Source: https://pixy.org/6365717/

Have you ever seen the hairs on an ant’s face?

Since the invention of the optic or photonic microscope in 1590, humanity has marvelled at discovering the microscopic-scale details of everyday elements of our day-to-day life. This instrument was key in the discovery of microorganisms, and in a multitude of medical, scientific and technological advances.

Optical microscopes are instruments that allow us to see tiny objects thanks to the use of precision lenses. Current manufacturing techniques allow us to insert dozens of these lenses into objectives just a few centimetres long, and combine them with the aim of magnifying hundreds of times, and even thousands, the apparent size of the objects observed.

Detail photo of the stamens of a flower. Source: https://pixabay.com/

How many times can an image be magnified with an optical microscope?

So why not making objectives, or groups of objectives, with more lenses to magnify objects tens of thousands of times? Or even hundreds of thousands? Sure, they would be expensive objectives, but they would certainly be worth using in the field of nanotechnology, right? Well, I’m sorry, but I have to tell you that, no matter how well manufactured those lenses and objectives were, you would not be able to see sharp images at more than 2000x magnification, so these mega lenses would only be a very expensive way to see diffuse spots with a greatly expanded size.

And why is this happening? The problem is that optical microscopes use visible light as a signal. This means that we apply light on the sample that we are observing, and it is this same light that our eye, which is the receiver, collects and is able to interpret. Well, what we call visible light is composed of waves with lengths of hundreds of nanometers, which are not small enough to give us information about elements with nanometric sizes.

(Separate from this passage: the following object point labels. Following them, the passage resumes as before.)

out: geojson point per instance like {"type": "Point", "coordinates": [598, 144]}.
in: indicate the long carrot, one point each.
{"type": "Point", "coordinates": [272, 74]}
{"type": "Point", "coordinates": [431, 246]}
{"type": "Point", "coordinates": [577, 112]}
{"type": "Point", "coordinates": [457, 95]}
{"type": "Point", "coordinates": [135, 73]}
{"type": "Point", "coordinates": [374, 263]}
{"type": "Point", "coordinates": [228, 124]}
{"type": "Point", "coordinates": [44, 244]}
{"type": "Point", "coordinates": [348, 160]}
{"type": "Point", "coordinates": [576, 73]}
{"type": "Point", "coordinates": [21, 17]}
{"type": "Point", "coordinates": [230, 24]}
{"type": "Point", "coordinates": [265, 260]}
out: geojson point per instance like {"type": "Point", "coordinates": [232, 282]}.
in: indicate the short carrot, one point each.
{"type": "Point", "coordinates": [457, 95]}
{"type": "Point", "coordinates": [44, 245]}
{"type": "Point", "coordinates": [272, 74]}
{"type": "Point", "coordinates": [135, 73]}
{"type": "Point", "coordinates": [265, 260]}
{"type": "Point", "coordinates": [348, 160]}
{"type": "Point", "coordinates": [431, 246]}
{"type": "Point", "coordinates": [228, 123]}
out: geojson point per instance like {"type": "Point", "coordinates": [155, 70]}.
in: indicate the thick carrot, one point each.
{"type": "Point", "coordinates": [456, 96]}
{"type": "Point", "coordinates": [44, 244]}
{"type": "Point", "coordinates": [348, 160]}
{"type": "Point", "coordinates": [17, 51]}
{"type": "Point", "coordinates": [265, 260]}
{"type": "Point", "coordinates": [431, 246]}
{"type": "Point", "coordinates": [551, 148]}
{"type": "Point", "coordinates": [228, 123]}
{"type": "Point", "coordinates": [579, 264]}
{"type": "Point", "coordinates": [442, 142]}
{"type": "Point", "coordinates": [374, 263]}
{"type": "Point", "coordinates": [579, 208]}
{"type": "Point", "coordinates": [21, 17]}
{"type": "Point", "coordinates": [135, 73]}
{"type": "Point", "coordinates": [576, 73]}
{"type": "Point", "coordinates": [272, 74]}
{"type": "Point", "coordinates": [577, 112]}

Electromagnetic spectrum. Source: https://commons.wikimedia.org

Looking for an analogy, it is as if visible light, affected by the phenomenon of diffraction, was capable of showing us reality with a “pixel size” of about 200 nm. This is the shortest distance that must exist between two objects to be viewed separately, and is called the resolution limit or resolving capability. No matter how much zoom we want to do thanks to optical lenses, the resolution capacity of light has a definite value, and we can do nothing about it. Therefore, in most cases it is useless to use optical systems with more than 1000x magnification, and the megapixels of digital cameras in microscopes are unable to obtain images with high resolution if the objectives and lenses have already magnified the image by hundreds.

Resolution concept. Source: https://n9.cl/fgo10

These concepts, and many more complex ones, were studied by physicists and researchers such as Abbe, Airy or Rayleigh, whose contributions I will try to explain you in future posts. Meanwhile, I will continue to battle against the resolution limit of light to obtain my artworks.